9. “Does this proposal make clear what is NOT included in the scope of work? List any services a client might reasonably assume are included that are not explicitly mentioned.”

Defining what is included is only half the job. Defining what is excluded is where you protect yourself. If your proposal does not mention site visits, procurement, or contractor liaison, a client may assume those are part of the service.

10. “You are comparing this proposal against two others from competing design studios. Based on what is written here, give me three reasons you would choose this studio and three reasons you might not.”

This is the competitive lens. Your proposal is almost never the only one on the table. AI can flag where your document blends in with what everyone else is likely saying and where it stands apart. If nothing stands out, that is the problem.

After You Have Worked Through the List

You will not agree with every suggestion. That is fine. The point is not to follow AI blindly. It is to see your own document with fresh eyes.

Some things you will fix in thirty seconds. Others will make you rethink a whole section. Occasionally, nothing will need changing and you will send the proposal with more confidence because you checked.

Five minutes. Do it once and you will never send a proposal without it again.

This is one example of what intentional AI use in a design practice looks like. For the broader argument on why the tool matters but the strategy matters more, see our piece on AI as a tool, not a new standard.

Frequently Asked Questions

How can interior designers use AI to improve their proposals?

Paste your full proposal into ChatGPT with a brief description of the project, then work through specific questions one at a time: how the document lands on a first read, where the language is ambiguous, what deliverables sound like in plain language, and what a competitive client would still need answered. AI acts as a second pair of eyes that catches what you have gone blind to after reading the same document for an hour.

What should an interior design proposal include?

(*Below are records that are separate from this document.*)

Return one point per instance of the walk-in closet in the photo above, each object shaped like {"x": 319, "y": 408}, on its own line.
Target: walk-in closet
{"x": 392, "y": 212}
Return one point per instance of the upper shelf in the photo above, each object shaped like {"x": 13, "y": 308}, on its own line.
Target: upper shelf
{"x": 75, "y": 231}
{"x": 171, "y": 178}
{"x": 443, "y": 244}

A clear scope of work with specific deliverables, a timeline with milestones, payment terms with unambiguous amounts and triggers, a definition of what is not included, and a professional presentation that reflects the quality of the practice. The proposal should answer every question a reasonable client would have before signing, without requiring a follow-up conversation.

How do you write a winning interior design proposal?

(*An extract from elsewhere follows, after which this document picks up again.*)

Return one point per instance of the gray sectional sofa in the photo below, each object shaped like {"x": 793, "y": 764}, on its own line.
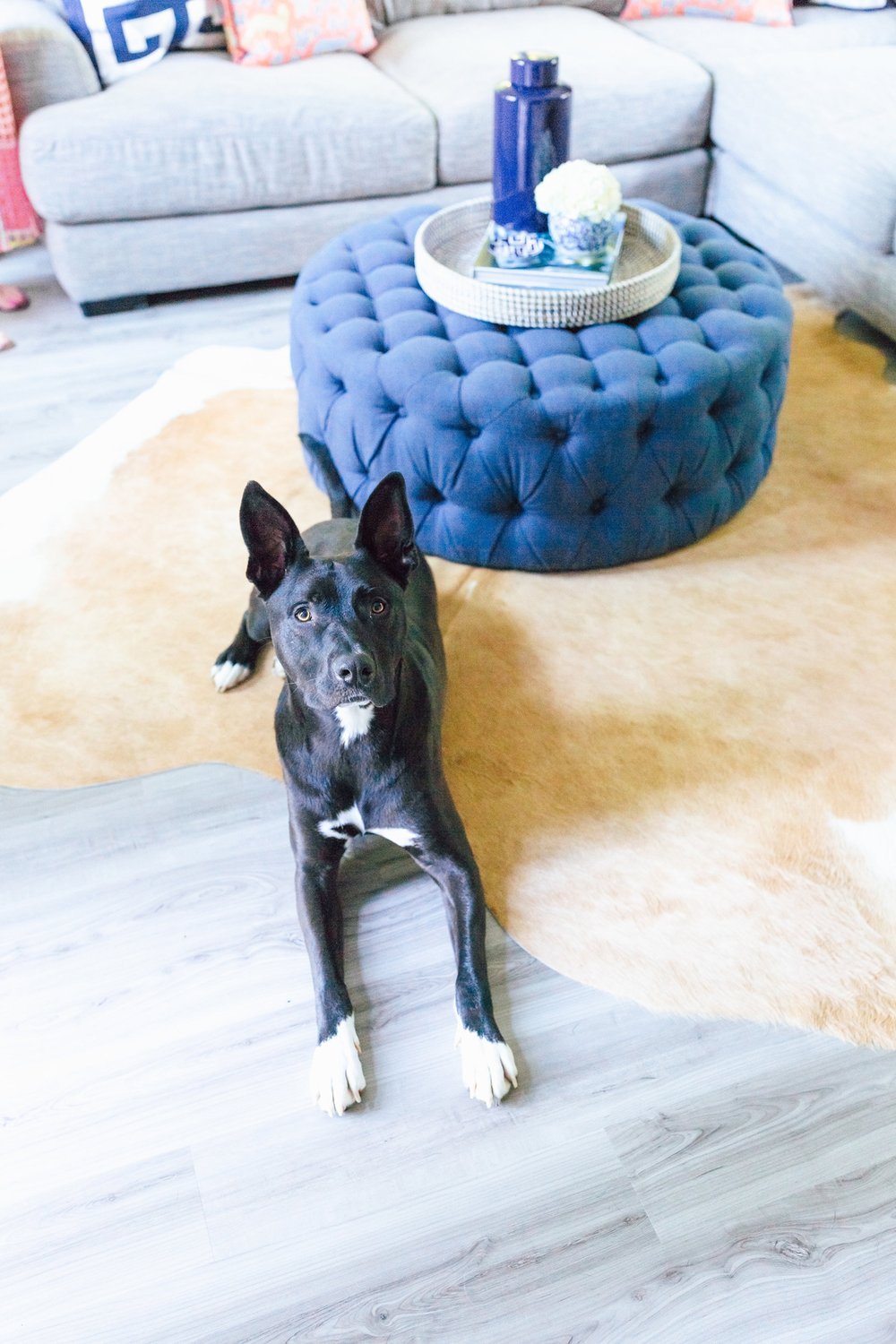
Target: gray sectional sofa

Write for the client, not for yourself. Describe deliverables in plain language - not process. Define payment terms without ambiguity. Remove every sentence that apologises or hedges. Then use AI to review it from the client’s perspective before you send it: ask how it reads as a first impression, what it leaves unanswered, and how it compares to what a competing studio might submit.

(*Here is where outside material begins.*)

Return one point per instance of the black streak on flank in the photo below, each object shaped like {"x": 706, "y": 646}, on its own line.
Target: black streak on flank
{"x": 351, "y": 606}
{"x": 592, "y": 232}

Can ChatGPT help review interior design client proposals?

Yes. Paste your full proposal into ChatGPT with a brief project description and instruct it to read without summarising. Then ask specific questions: how the document lands on a first read, which sentences are ambiguous, what the plain-language version of your deliverables sounds like, and what a client would still need answered before signing. The responses surface blind spots that are invisible to someone close to the document.